Можно сказать, что 4 мая 1864 года встретились не просто два романтика, а два последних
романтика. У них была одна цель: вернуть в этот пошлый мир ускользающие идеалы романтизма. Но поодиночке им это было сделать невозможно. Людвигу II нужен был духовный лидер, а Вагнеру для осуществления задуманной им эпохальной реформы не только искусства, но и всего человечества необходим был высокий покровитель, с чьей помощью он мог бы преодолеть трудности, в первую очередь материального характера. В свое время в предисловии к «Кольцу нибелунга» Вагнер в отчаянии восклицал: «Найдется ли монарх, который поможет мне поставить на сцене мои произведения?» Людвиг же как раз считал, что, поддерживая Вагнера, он исполняет свою духовную миссию по переустройству мира. Вот почему впоследствии композитор признавал, что «Кольцо нибелунга» и «Парсифаль» настолько же являются творениями Людвига, насколько и его самого.С первого же момента их встречи король устранил между ними всякую официальность, подчеркивая тем самым, что является по отношению к Вагнеру не монархом, а поклонником его таланта, помощником и, главное, другом. Вскоре он пригласил композитора в Хоэншвангау — должен же тот увидеть воочию замок своего Лоэнгрина! До сегодняшнего дня один из наиболее знаменитых экспонатов музейной части замка — фортепьяно, на котором Вагнер исполнял для Людвига свою музыку в дни пребывания в Хоэншвангау…

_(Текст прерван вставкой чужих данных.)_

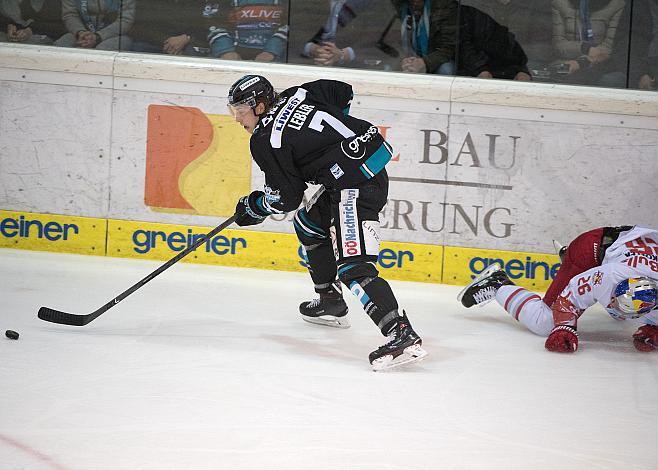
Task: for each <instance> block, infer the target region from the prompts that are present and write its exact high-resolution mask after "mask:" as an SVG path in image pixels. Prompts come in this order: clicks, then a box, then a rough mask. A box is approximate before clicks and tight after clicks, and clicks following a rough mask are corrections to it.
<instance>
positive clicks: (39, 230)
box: [0, 210, 107, 256]
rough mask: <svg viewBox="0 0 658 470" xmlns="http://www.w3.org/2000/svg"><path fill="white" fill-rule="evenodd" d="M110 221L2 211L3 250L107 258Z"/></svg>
mask: <svg viewBox="0 0 658 470" xmlns="http://www.w3.org/2000/svg"><path fill="white" fill-rule="evenodd" d="M106 233H107V221H106V220H104V219H94V218H89V217H75V216H68V215H67V216H63V215H52V214H33V213H30V212H16V211H2V210H0V247H2V248H19V249H23V250H39V251H55V252H59V253H76V254H82V255H101V256H102V255H105V237H106Z"/></svg>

Сумел ли Вагнер оценить прекрасные порывы души молодого короля? Безусловно. Об этом свидетельствуют его письма того периода. Читая переписку Людвига II и Вагнера[419]
, невольно начинаешь думать, что понятие высокой романтической дружбы навсегда ушло из нашего мира вместе с титанами духа XIX века.Композитор чувствовал себя по-настоящему окрыленным. Он словно не верил — боялся поверить! — что подобное случилось с ним наяву, а не во сне, что после всех волнений и страданий он вдруг попал в сказку, и требовал от всех своих корреспондентов подтверждения тому, что случившееся с ним происходит на самом деле.
Так, 4 мая 1864 года, сразу после первой встречи с Людвигом II, Вагнер писал Элизе Вилле, своему последнему другу «из прошлой жизни»: «Я был бы самым неблагодарным человеком, если бы не поделился с Вами моим безграничным счастьем! Вы знаете, что молодой баварский король призвал меня. Сегодня меня представили ему; он так хорош и умен, так душевен и прекрасен, что, боюсь, жизнь его в обыденных условиях мира промелькнет как мгновенный божественный сон
(курсив наш. Вспомним аналогичное предсказание в отношении императора Александра II в письме Марии Калергис. — М. З.)! Он любит меня с сердечностью и пылом первой любви. Он знает обо мне всё и понимает меня и мою душу. Он хочет, чтобы я навсегда остался возле него, работал, отдыхал, ставил на сцене свои произведения. Он хочет дать мне для этого всё, что нужно. Я должен окончить „Нибелунгов“ — он намерен поставить их так, как я хочу. Я должен быть неограниченным господином самого себя, не капельмейстером: я должен быть самим собой и его другом. И это всё он понимает так же строго и точно, как если бы мы с Вами говорили на эту тему. У меня не будет никакой нужды, у меня будет всё, что необходимо, лишь бы я остался при нем. Что скажете Вы на это? Что? Слыхано ли это? Неужели это не сон? Представьте себе только, как я тронут! Мое счастье так велико, что я совсем им подавлен. Об очаровании его глаз Вы не можете иметь никакого представления! Если бы только он жил, — он слишком хорош для этого мира!..»[420]Самым главным последствием встречи композитора и короля стало то, что Вагнер вновь воскрес для творчества. Он был полон новых планов: во-первых, поставить наконец «Тристана» в Мюнхене вместо Вены; во-вторых, вернуться к грандиозному замыслу «Кольца нибелунга».